Tuesday, January 31, 2012

Wear your pink wig.

     My three kids are very small. Small enough that our lessons are still one way: I teach them things, and they absorb them like little sponges. It's occurred to me that one day, these lessons will start to go the other way, that I will also learn from them. I figured it would be through what they get at school, like the diameter of Jupiter or something. I figured these lessons would be academic.
      I'm not the kind of person who goes looking for lessons babies can teach. Yes, they cry it out and get over it; yes, they prioritize play. Yes, their bodies and minds are flexible. Yes, they have fewer prejudices. But they also have nothing else to do all day, and minimal life experience.  It's obvious.  That said, there are the moments when I look at one of my small children and think, I could take a page from that book.  And I do, for a while, and then I forget that I had.
     I don't know by what standards I'm a snappy dresser, but by any standard, I'm a flashy one.  I dress to stand out, with bright colors and funky shoes.  Now that I'm a mother, turning heads seems like one-of-those-things-you-shouldn't-do.  Women get to a certain age, and it seems, are supposed to become autumnal.  Neutrals only, please.
     My daughter hasn't learned this lesson yet; of course not; she's 5.  She wears whatever the hell she wants, and people think it's adorable.  Pants with skirts, mismatched prints, two different shoes...you name it, she's done it.  It doesn't even occur to her she shouldn't.  And every time she does (which is nearly every day) I have one of those moments, those I-could-learn-from-this moments. 
     Until this one time.  She's been begging for a pink wig and the last time we were out shopping, what do you know.  She wore it all the way home (and proceeded to tell me proudly she was finally a blonde).  Anyway, the day of ballet class came, and the pink wig emerged.  I was surprised she wanted to wear it, but hey, in her eyes it's the most glamorous thing she owns.  So on it went.
     That wig - which makes her hot and itchy most of the time - did not come off the whole class.  She fussed with it a few times, and otherwise, treated it like any other permanent body part.  I overheard girls by the studio window telling their moms, "Look!  That girl has pink hair!"  "Cool!" said the moms, and kept on walking.  No one thought she was a nut and, if they had, she wouldn't have noticed.  She was too busy being glamorous. 

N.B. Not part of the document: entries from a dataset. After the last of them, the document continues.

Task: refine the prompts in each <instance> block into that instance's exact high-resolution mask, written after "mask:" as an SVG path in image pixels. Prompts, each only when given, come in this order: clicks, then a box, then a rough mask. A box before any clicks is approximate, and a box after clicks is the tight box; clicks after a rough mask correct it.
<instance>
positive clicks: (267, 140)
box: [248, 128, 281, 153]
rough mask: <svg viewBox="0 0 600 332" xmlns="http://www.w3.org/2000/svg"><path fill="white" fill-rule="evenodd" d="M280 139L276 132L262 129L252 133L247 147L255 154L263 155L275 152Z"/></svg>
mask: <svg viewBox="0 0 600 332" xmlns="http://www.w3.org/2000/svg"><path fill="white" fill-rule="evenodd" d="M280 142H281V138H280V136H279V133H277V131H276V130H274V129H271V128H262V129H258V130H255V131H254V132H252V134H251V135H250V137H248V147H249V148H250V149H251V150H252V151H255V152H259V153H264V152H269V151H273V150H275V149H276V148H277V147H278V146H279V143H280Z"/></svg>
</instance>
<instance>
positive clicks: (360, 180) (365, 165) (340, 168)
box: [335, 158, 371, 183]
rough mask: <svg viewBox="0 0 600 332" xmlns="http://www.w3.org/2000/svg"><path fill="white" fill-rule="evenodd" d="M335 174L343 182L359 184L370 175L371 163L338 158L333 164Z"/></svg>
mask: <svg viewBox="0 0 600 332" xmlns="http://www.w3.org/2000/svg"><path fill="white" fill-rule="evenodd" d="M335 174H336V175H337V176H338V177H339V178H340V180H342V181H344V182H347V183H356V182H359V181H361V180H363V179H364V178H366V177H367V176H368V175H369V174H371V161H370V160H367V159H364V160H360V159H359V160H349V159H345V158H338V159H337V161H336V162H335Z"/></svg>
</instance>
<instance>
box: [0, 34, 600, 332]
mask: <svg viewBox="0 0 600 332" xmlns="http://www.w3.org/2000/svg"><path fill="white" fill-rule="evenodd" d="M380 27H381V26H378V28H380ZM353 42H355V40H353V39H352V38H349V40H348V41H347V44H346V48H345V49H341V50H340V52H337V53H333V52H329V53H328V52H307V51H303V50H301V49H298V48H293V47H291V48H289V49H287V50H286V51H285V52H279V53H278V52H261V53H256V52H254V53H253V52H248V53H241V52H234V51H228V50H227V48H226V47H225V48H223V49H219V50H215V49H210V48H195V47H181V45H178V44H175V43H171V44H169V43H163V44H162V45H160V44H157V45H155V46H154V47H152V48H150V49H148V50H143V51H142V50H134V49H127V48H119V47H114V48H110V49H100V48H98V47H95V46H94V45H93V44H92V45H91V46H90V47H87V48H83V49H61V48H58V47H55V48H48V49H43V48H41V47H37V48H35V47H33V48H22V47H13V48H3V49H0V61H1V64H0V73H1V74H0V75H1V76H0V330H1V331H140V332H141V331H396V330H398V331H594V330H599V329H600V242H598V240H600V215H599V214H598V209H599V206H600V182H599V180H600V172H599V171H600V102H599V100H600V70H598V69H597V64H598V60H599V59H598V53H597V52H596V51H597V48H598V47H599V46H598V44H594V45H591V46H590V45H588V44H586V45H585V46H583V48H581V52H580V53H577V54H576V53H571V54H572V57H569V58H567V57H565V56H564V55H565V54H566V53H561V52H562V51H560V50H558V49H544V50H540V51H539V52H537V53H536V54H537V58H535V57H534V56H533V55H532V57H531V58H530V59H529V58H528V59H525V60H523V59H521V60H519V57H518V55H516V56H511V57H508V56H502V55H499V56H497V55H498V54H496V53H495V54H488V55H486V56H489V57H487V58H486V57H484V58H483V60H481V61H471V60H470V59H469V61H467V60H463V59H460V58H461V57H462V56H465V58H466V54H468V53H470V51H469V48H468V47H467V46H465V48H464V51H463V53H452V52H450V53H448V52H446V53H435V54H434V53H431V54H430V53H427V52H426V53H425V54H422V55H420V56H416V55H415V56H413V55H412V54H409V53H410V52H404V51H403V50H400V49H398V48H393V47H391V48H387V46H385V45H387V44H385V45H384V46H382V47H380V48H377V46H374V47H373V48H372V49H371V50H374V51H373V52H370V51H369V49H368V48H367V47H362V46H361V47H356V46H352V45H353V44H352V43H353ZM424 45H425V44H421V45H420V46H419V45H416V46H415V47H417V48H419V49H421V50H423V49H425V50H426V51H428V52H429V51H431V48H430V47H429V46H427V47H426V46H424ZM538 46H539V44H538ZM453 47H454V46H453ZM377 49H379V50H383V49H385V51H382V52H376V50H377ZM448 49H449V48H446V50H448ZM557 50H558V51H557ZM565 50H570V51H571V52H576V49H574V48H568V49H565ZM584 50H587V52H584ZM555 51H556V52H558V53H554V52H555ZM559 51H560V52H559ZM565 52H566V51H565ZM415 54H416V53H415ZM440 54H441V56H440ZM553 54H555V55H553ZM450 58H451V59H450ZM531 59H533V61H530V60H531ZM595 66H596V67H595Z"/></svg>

     I know there are boundaries.  I know that we have impressions to make.  I know that sometimes we have to act our age.  But most of the time, we don't.  This was one time my girl taught me a lesson and it stuck.  I have a pink wig too - it's in the Halloween bin.  But it's the metaphor that matters.  My pink wig might be my knee-high sneakers.  It might be my big eye makeup.  It might be my saucy attitude.  Not every day; she knows that much.  Some days are right for the pink wig.
 
Wear your pink wig.  Sometimes.  As long as it's not never.